Traci Harmon-Hay work
Wellfleet Adult Community Center, 8 a.m. to 4 p.m. Monday-Friday, April 4-29 at 715 Old Kings Highway in Wellfleet.
Traci Harmon-Hay obtained her BFA in illustration and portray from the Maryland Institute of Art and studied with Fritz Briggs of the Schuler School of Fine Arts in Baltimore, in accordance with a press launch. Represented by New York’s Creative Freelancers, Harmon-Hay cofounded Studio Six, an illustration co-op. Her purchasers included the Washington Times, Baltimore Sun, Nation’s Business Magazine, Yankee Publishing and Campbell’s She owned the Harmon Gallery in Wellfleet from 2000 till 2014, and continued to exhibit her work there together with many different locally- and nationally famend artists till it closed in January 2021. She has additionally exhibited her work on the Left Bank Gallery, Bromfield Gallery and Fountain Street Gallery. She lives in Wellfleet along with her husband and two daughters.
Harmon-Hay paints with fluid acrylics on uncooked canvas, constructing layers of wash right into a remaining mixture of opaque and clear shade, in accordance with the discharge. In all her work she performs with the idea of nature versus man. Originally a watercolorist, she spent lots of time portray the great thing about Cape Cod.

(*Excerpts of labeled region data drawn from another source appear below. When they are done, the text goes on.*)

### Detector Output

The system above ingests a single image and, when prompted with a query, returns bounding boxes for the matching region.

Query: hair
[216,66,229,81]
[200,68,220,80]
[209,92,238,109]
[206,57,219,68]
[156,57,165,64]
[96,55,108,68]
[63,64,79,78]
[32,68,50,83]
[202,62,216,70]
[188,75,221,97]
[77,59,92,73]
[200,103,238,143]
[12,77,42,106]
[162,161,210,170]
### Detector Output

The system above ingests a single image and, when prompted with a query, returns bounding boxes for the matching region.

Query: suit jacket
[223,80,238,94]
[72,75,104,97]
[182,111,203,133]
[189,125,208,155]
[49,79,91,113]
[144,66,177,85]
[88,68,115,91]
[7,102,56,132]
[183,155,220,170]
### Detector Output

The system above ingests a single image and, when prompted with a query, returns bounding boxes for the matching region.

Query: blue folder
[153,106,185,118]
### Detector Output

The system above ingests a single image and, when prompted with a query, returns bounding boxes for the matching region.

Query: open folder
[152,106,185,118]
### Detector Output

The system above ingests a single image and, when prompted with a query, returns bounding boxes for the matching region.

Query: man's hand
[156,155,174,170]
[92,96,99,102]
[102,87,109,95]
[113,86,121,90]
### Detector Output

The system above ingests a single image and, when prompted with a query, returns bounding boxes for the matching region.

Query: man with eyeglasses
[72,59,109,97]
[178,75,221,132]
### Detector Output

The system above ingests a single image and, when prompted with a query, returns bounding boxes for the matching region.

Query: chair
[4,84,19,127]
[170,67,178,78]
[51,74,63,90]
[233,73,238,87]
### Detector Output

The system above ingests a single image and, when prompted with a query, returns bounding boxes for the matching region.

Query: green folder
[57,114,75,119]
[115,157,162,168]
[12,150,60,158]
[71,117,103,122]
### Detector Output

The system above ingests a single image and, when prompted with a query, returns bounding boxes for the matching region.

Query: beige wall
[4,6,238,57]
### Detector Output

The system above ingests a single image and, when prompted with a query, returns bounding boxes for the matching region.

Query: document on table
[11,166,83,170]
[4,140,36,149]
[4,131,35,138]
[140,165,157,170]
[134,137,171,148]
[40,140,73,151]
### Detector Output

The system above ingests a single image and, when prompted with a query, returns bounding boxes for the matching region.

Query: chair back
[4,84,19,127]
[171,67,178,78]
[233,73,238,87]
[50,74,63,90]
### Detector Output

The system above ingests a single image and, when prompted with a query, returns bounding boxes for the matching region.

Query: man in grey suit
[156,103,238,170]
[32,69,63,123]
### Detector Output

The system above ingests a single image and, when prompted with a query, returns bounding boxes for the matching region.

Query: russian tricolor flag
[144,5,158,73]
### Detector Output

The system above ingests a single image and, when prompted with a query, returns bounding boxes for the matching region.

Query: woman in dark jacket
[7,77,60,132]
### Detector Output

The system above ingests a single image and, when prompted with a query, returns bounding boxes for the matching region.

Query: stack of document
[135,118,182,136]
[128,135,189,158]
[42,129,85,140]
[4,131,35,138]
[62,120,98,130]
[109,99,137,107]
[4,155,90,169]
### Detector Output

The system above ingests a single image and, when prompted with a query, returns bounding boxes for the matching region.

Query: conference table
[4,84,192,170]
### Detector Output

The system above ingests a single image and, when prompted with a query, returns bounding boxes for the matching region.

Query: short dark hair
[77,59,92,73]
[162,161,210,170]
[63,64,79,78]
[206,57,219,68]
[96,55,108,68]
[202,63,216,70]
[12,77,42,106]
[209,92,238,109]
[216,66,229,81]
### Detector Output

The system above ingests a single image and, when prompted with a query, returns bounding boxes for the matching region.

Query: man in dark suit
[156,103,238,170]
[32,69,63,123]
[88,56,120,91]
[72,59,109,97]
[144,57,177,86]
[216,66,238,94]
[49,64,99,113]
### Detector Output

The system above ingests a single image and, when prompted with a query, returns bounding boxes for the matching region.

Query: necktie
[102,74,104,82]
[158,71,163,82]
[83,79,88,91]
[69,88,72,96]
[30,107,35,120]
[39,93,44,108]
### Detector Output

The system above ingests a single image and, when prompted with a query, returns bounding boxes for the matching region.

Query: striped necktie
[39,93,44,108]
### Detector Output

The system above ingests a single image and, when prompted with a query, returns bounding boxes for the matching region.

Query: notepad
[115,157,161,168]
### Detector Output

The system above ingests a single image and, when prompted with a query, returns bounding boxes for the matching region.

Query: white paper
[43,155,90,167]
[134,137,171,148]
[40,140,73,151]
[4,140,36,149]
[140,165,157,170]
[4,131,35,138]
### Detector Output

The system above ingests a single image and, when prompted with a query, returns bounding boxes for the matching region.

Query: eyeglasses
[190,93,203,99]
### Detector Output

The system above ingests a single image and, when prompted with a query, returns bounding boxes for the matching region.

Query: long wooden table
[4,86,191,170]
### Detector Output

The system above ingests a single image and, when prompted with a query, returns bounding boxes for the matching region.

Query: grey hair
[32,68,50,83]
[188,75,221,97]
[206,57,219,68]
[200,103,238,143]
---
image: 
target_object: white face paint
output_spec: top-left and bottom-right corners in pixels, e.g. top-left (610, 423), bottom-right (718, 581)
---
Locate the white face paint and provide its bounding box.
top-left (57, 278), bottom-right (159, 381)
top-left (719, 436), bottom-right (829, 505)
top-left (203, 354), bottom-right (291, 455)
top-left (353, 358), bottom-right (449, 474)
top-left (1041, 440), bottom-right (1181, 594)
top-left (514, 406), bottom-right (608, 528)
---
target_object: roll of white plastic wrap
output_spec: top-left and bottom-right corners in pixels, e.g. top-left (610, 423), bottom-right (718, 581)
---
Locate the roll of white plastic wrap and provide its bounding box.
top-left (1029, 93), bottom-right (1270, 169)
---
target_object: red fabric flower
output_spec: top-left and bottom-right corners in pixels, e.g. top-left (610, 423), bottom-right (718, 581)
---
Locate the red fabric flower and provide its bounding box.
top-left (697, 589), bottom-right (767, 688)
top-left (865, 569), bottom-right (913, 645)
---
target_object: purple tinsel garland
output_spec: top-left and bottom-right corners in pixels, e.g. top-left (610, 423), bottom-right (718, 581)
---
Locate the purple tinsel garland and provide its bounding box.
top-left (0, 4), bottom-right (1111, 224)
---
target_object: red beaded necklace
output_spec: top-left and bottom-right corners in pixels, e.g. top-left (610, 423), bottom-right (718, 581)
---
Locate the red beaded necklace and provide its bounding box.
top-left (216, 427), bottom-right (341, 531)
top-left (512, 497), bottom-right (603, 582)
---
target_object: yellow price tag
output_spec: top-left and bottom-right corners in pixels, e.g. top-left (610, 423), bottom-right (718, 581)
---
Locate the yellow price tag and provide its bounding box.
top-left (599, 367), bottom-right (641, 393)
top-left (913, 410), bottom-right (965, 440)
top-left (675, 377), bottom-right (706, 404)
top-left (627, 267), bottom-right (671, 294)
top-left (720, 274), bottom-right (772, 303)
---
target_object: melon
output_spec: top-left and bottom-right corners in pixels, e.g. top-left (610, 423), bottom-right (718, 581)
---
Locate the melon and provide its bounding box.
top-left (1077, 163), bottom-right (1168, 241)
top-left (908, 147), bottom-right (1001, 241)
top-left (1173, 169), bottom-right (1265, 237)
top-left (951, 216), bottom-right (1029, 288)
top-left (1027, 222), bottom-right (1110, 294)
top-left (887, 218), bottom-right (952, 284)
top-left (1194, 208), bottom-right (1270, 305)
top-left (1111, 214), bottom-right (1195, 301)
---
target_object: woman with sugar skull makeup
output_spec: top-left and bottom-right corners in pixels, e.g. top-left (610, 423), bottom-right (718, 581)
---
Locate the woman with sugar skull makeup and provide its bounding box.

After years of learning the historic buildings inside their atmosphere she began questioning the interplay between people and nature. The “Floating Structures” sequence was impressed by the proof of sea stage rise and demolition. “What if they could hover above their foundation, keeping them safe from wind and water or from the desire of man to rebuild?” The void of panorama offers our eyes and minds the power to focus solely on the construction itself, considering its historical past and objective in this world, in accordance with the artist.

Provincetown aquaculture
A Conversation on Provincetown Aquaculture, Oysters, & Art on Thursday, March 31, at 4 p.m. by way of Zoom, sponsored by the Provincetown Public Library. Listen and take part in a distinctive dialogue of oysters, art, and aquaculture. Email araff@clamsnet.org to enroll.
Speakers embody Thor Jensen, a marine biologist, artist, and Provincetown resident. Jensen will talk about his expertise engaged on an oyster far in 2021 and creating a bit of art that expresses his imaginative and prescient of the aquaculture group and oysters; Abigail Archer, a fisheries and aquaculture specialist with Barnstable County’s Cape Cod Cooperative Extension and Woods Hole Sea Grant. Archer will talk about the marine program and the way it helps aquaculture and the financial and historic significance of shellfishing and aquaculture on Cape Cod with a concentrate on Provincetown; Kalliope & Michael Chute, shellfish farmers who will talk about their oyster farms and the expertise with Jensen as he explored the flats and created a singular and reciprocal vessel to provide area to his imaginative and prescient.